Visualise a time course¶
PyCoTools also provides facilities for visualising simulation output. To plot a timecourse, pass the task.TimeCourse
object to the viz.PlotTimeCourse
object.
[8]:
from pycotools3 import viz
viz.PlotTimeCourse(time_course, savefig=True)
[8]:
<pycotools3.viz.PlotTimeCourse at 0x1ff411e53c8>
More information about running time courses with PyCoTools and Copasi can be found in the time course tutorial
Run Parameter Estimation¶
The following configures a regular copasi parameter estimation (context='s'
) on all global and initial concentration parameters (parameters='gm'
) using the genetic algorithm
[15]:
from pycotools3 import tasks, viz
with tasks.ParameterEstimation.Context(negative_feedback, fname, context='s', parameters='gm') as context:
context.set('randomize_start_values', True)
context.set('method', 'genetic_algorithm')

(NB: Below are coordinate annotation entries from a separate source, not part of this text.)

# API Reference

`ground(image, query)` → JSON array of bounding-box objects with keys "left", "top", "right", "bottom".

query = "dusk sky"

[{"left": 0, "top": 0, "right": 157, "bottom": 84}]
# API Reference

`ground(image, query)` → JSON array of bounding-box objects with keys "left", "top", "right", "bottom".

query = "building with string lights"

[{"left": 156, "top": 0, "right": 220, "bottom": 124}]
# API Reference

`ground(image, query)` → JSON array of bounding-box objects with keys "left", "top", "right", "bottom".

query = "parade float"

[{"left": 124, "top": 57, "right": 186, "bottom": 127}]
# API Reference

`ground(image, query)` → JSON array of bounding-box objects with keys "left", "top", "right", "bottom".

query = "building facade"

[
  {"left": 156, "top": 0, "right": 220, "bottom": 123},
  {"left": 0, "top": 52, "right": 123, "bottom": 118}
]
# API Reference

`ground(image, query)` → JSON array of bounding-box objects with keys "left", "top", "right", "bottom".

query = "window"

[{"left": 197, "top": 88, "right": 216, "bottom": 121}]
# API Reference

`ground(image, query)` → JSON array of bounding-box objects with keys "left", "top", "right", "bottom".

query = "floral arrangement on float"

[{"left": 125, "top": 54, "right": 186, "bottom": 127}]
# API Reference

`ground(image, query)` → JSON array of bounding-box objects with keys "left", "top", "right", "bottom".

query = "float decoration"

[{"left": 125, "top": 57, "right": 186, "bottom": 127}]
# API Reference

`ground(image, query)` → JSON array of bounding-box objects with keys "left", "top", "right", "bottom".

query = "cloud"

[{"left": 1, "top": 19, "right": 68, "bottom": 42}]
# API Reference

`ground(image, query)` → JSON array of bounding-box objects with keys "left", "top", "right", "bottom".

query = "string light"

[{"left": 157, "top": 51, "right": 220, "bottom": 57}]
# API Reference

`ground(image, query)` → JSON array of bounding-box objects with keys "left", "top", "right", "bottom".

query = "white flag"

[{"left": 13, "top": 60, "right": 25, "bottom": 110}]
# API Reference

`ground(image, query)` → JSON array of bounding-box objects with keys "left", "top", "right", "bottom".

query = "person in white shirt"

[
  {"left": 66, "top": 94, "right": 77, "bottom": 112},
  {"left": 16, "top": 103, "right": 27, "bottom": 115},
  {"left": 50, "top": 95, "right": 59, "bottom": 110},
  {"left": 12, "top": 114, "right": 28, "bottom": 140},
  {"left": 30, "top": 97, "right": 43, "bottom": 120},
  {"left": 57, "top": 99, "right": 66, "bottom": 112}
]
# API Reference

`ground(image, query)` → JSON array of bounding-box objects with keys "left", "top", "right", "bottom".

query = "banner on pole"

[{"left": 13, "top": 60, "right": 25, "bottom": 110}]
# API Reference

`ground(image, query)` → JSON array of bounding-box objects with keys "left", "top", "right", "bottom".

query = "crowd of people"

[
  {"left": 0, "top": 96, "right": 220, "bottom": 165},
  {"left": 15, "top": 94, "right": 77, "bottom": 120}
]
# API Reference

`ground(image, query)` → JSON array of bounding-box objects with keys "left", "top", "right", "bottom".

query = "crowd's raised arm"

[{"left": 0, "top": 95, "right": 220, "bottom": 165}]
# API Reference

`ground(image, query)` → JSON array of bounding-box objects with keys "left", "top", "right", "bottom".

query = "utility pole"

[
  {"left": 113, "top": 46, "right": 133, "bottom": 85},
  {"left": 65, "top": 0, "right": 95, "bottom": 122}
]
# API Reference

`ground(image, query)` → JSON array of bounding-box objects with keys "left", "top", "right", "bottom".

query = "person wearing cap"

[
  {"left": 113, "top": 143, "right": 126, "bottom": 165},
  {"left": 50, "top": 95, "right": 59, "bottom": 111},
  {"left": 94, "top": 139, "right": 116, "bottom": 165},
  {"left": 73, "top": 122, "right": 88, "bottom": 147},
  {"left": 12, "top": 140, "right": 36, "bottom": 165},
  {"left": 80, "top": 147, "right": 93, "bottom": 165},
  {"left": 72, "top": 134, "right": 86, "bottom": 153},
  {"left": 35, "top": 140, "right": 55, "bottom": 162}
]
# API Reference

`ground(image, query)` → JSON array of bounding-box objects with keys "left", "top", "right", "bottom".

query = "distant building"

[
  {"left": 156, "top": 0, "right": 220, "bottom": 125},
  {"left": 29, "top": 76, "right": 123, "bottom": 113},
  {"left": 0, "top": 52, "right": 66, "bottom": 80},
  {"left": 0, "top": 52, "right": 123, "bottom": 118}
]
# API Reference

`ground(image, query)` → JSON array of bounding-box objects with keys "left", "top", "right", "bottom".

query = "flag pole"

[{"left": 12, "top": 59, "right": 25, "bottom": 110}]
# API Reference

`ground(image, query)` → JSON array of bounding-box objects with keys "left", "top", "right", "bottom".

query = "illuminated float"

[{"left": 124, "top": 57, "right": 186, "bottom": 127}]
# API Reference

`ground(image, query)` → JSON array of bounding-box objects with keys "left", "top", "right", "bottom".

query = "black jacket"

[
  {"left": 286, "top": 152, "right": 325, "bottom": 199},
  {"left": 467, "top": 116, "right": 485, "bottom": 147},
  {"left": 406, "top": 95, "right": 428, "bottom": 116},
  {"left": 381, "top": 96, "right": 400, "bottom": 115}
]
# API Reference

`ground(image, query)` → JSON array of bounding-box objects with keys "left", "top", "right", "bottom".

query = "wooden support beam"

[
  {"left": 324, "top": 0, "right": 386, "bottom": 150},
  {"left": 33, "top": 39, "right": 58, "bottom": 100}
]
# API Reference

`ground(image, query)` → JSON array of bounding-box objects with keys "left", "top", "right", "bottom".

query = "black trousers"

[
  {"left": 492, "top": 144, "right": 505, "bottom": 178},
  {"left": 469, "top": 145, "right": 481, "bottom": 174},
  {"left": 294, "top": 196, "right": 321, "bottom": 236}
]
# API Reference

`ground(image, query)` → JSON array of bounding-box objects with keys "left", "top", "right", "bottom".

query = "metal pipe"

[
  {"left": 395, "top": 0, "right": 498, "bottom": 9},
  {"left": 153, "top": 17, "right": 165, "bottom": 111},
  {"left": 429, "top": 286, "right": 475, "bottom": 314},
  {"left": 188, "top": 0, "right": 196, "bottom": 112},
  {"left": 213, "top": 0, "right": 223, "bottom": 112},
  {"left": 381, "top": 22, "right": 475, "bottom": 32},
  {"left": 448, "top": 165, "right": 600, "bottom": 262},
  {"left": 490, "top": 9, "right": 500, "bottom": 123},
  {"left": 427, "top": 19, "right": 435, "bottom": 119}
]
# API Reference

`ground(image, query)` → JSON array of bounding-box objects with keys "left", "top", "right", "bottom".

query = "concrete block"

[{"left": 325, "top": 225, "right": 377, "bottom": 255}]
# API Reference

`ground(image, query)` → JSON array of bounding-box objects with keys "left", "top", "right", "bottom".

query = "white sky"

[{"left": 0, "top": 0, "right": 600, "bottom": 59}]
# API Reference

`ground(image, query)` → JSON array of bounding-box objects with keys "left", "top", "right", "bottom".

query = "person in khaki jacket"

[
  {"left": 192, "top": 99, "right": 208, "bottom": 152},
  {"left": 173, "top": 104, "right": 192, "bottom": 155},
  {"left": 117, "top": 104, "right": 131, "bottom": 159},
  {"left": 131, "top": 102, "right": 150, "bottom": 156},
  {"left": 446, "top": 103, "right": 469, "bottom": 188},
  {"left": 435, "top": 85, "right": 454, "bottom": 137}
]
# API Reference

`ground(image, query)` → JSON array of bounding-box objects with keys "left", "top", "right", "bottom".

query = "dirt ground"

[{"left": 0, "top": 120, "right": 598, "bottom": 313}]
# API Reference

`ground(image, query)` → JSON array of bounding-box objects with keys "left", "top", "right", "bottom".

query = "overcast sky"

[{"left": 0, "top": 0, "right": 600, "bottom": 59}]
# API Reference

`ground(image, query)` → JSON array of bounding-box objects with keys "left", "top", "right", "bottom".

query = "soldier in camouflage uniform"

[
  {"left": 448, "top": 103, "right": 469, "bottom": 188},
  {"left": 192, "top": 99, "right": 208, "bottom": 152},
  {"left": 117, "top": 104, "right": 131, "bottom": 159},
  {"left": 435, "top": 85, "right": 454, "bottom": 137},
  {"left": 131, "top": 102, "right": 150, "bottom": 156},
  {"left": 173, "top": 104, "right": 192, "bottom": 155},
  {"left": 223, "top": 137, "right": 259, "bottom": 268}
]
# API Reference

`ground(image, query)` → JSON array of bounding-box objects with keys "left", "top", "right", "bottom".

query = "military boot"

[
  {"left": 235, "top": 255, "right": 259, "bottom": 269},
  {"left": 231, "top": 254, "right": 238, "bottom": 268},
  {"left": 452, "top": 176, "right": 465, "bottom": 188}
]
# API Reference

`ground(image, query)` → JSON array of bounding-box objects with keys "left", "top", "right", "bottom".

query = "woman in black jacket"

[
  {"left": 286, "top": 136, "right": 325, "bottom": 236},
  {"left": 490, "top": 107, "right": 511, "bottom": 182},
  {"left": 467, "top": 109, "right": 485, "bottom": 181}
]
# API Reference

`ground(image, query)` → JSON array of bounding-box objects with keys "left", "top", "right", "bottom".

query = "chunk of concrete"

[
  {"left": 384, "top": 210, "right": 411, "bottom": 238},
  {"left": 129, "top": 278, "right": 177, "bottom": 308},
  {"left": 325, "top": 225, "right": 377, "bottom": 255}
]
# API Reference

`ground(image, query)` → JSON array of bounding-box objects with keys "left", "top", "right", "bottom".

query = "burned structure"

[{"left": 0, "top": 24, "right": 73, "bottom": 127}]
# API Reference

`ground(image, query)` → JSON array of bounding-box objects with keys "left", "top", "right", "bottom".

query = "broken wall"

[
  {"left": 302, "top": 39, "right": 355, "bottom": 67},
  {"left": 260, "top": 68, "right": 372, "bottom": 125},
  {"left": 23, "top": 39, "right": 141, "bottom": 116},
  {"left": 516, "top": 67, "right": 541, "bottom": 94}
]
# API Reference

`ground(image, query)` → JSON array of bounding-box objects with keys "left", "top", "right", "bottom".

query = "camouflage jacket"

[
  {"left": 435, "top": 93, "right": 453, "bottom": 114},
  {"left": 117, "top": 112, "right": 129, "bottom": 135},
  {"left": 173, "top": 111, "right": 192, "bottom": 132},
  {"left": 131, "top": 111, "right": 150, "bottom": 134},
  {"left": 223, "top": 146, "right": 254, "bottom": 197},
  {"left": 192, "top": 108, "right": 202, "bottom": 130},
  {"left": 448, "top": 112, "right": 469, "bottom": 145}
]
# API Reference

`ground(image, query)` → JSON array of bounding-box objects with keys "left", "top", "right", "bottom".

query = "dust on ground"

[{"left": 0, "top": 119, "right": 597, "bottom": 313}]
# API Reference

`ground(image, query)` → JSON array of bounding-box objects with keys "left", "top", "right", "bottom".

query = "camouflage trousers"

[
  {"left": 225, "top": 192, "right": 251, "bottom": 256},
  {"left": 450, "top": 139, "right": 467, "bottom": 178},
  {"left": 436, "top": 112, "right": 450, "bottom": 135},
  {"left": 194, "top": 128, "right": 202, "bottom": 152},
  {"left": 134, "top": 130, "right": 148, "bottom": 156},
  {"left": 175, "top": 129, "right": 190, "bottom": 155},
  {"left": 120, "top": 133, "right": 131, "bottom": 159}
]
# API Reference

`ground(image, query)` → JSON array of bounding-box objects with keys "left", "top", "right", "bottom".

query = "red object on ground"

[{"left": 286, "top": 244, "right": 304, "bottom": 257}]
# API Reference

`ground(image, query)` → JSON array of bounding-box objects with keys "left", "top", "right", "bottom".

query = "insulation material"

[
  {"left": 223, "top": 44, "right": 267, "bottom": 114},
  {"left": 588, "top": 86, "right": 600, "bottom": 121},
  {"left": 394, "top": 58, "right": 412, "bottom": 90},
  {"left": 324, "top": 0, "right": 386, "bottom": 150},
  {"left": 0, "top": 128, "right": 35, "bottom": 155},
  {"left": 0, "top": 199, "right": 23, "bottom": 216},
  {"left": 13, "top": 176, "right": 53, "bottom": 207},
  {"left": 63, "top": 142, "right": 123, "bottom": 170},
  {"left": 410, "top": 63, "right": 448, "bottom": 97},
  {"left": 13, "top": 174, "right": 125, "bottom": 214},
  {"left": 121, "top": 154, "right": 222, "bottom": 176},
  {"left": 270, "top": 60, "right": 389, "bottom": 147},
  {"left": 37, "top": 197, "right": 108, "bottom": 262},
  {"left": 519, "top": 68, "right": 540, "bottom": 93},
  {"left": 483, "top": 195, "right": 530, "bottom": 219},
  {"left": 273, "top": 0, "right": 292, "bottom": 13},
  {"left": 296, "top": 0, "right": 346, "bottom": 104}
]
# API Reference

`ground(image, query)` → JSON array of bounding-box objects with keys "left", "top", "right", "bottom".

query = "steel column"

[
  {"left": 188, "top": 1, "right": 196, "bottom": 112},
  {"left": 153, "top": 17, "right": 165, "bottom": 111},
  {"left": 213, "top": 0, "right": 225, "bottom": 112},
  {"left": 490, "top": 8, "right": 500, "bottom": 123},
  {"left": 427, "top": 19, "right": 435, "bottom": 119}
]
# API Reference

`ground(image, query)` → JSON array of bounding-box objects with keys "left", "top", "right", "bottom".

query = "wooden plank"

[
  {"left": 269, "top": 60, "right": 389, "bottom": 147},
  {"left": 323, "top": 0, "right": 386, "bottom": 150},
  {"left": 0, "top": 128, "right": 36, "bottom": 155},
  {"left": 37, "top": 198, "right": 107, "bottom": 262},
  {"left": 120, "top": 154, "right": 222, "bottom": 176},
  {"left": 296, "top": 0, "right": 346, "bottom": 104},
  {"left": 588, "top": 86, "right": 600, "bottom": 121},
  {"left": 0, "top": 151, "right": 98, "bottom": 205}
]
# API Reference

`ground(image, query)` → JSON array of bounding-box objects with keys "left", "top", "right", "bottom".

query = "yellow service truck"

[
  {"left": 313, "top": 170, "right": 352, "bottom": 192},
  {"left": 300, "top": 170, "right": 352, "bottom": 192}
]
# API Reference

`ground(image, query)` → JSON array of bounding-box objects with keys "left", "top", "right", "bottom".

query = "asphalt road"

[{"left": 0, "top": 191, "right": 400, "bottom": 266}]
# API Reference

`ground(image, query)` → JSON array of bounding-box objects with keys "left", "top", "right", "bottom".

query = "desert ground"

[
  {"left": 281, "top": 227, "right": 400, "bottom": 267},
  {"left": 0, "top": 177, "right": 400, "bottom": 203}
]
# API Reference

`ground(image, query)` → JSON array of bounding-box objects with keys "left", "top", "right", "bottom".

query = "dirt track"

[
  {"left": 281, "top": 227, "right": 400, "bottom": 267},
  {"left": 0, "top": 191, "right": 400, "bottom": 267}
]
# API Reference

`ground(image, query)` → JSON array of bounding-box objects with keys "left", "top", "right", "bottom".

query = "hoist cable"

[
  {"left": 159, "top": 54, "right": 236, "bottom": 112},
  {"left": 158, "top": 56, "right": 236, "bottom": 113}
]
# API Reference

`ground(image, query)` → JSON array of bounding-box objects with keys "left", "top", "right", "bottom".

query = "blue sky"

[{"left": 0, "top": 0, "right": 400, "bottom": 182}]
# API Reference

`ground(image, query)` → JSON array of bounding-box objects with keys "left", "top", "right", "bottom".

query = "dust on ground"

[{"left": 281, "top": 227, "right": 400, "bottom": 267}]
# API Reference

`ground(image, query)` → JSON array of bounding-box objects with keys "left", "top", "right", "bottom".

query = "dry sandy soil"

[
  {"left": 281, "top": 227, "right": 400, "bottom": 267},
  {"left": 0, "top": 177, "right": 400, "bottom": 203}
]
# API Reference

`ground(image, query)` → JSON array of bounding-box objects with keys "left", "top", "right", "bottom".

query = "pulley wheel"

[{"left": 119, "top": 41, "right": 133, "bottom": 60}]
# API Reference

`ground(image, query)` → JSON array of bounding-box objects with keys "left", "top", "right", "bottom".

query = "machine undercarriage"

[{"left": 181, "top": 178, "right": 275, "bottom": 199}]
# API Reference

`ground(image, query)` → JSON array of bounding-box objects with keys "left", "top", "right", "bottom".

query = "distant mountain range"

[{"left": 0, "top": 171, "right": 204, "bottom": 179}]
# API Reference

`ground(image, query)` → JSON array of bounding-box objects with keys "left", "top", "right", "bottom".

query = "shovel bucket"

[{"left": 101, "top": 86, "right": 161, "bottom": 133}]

context.set('population_size', 50)
context.set('number_of_generations', 300)
context.set('run_mode', True) ##defaults to False
context.set('pe_number', 2) ## number of repeat items in scan task
context.set('copy_number', 2) ## number of times to copy model
config = context.get_config()
pe = tasks.ParameterEstimation(config)
data = viz.Parse(pe)
print(data)
{'NegativeFeedbackModel': A B RSS kADeg kBDeg kBProd vAProd
0 0.000004 0.000321 0.000348 0.198104 0.404187 0.298985 0.099467
1 0.000397 0.000009 0.000358 0.201986 0.396722 0.296337 0.100254
2 0.002442 0.000002 0.000399 0.197253 0.403480 0.299229 0.099694
3 0.110722 0.004461 0.002555 0.198449 0.402032 0.297208 0.097885}
pycotools3 supports the configuration of:
- multiple models at once
- multiple parameter estimation repeats at once
- profile likelihoods
- cross validations
Also you can checkout the parameter estimation tutorial.